September 17, 2011 at 9:54 am
okbangas (9/17/2011)
Well, we may have different opinions here. The sum of a column in an empty record set does not make any sense to me. The only aggreate function which makes sense to me is count, which indeed does return 0.
Well, in mathematics we want (for what seem to me to be pretty obvious reasons) to preserve the truth of the proposition
SUM(A union B) + sum(A intersection B) = SUM(A)+SUM(B),
whenever A and B are finite sets of numbers.
We also want the sum of a set containing one or more distinct numbers to be the sum of those numbers, so we have
SUM({1}) = 1
SUM({2}) = 2
SUM({1,2}) = SUM({1} union {2}) = SUM({1})+SUM({2})-SUM({1} intersection {2})
3 = 1+2 - SUM(emptyset)
SUM(emptyset) = 0
So it's not really something you can disagree on, unless you want to rebuild the whole of mathematics from the ground up and throw away all the maths that exists already. A century years ago Brouwer had good reason for proposing that we do something almost as radical (completely discarding two valued logic as a means of reasoning in mathematics), but that keeps most of mathematics unchanged (including certainly all of finite set theory, which includes the proposition that the sume of the empty set of numbers is zero) so today mathematicians work with both kinds of logic and keep track of where they lead to differences. I somehow doubt that you have as good a reason for your far more radical suggestion as Brouwer had for his.

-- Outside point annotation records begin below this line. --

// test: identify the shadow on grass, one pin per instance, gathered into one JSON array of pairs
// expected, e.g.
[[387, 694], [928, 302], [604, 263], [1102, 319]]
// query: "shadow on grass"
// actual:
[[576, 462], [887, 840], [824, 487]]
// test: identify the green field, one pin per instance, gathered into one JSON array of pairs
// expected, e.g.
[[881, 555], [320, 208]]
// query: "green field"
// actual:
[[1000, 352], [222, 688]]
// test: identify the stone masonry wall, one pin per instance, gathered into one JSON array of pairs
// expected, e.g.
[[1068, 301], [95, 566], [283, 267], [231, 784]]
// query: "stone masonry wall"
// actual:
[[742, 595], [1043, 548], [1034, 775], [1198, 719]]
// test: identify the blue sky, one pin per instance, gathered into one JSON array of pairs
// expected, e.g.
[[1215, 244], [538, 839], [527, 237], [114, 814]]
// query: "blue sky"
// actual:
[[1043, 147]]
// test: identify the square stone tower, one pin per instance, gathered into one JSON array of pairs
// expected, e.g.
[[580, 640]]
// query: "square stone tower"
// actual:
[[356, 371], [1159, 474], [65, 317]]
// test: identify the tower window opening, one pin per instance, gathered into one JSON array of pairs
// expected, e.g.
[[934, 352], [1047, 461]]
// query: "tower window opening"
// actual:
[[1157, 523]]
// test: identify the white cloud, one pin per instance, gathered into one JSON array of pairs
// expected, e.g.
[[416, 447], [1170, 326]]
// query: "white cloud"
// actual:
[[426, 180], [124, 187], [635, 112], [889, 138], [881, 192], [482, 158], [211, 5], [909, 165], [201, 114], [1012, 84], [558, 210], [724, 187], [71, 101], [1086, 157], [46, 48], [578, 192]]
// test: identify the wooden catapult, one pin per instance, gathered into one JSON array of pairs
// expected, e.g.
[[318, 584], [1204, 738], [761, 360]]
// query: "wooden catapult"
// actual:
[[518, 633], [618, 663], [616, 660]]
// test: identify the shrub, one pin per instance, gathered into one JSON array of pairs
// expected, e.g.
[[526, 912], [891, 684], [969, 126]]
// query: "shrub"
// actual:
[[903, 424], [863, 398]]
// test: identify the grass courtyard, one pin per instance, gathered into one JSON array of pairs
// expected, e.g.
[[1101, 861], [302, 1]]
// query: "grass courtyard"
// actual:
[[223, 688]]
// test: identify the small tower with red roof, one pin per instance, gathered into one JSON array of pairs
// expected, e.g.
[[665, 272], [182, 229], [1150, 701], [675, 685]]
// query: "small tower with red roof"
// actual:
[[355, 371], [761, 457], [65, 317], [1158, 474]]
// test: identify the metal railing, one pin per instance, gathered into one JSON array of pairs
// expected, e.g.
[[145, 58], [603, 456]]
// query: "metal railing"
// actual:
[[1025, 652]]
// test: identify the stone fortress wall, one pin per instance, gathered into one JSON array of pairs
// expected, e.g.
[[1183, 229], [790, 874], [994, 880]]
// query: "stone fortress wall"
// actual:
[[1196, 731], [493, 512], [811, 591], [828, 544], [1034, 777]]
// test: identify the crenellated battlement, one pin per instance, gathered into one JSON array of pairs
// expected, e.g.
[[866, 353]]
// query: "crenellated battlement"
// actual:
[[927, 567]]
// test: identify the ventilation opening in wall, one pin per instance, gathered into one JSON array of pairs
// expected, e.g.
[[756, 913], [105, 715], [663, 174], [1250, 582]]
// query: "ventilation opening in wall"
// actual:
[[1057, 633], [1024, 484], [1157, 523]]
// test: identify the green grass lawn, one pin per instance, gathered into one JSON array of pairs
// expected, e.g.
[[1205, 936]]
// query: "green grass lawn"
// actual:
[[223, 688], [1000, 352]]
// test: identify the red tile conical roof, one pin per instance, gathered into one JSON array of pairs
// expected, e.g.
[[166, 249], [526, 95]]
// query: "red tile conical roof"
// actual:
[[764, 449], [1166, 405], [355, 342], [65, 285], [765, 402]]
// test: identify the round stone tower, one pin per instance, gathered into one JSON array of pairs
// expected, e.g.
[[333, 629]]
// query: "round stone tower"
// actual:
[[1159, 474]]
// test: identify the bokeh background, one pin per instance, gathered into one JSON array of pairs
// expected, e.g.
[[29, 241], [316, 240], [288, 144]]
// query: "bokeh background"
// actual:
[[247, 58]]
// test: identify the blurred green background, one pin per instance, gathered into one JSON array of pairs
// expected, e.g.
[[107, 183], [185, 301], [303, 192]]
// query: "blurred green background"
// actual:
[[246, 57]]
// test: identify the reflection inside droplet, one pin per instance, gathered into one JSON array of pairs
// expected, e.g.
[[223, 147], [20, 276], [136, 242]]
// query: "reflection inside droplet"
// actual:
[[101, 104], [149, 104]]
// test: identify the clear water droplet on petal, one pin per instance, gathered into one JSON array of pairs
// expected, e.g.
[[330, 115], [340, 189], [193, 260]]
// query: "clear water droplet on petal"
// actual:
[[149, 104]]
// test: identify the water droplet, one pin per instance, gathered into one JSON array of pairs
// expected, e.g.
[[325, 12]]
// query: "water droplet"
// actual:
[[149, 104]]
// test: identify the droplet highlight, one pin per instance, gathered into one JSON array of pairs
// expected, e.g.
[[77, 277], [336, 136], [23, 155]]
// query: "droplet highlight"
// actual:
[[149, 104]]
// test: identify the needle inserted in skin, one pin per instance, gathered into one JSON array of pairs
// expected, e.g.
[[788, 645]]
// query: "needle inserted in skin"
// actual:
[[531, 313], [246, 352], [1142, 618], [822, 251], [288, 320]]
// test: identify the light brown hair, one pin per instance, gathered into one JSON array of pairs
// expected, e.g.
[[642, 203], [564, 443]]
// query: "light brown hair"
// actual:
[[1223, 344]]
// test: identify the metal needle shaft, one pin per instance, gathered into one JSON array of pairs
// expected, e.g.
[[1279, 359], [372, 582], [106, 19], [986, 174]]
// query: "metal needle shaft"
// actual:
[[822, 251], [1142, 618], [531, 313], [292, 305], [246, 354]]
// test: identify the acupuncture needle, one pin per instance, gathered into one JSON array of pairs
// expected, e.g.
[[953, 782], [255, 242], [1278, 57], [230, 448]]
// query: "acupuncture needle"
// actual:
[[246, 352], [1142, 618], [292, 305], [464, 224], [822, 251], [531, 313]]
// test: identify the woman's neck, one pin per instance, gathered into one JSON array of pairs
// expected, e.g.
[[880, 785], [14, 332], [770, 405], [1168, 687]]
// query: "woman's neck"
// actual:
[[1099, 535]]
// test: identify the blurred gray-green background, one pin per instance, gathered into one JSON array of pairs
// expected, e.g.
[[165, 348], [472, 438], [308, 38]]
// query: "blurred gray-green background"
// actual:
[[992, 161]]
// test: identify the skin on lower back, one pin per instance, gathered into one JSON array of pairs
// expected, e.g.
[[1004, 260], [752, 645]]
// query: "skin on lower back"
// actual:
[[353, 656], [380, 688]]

Of course you might want the sum of the set {1} to be 7, SUM({2}) to be 8, and SUM({1,2}) to be 10; that's what you would get if you made the sum of the empty set 7 instead of 0. Thatt's logically consistent; the only trouble with it is that it certainly is neither useful nor what we normally mean by the sum of a set of numbers.
Aggregate functions AVG, STDEV, MAX and so on also make sense, but mathematically when applied to the empty set they deliver an indeterminate result (or, deliver no result if you prefer that description) so it's sensible for SQL to deliver NULL for the average of an empty set; but it most certainly is not sensible for SQL to deliver NULL for the sum of an empty set.
Incidentally, aggregate products make sense too, and the product of the empty set is 1.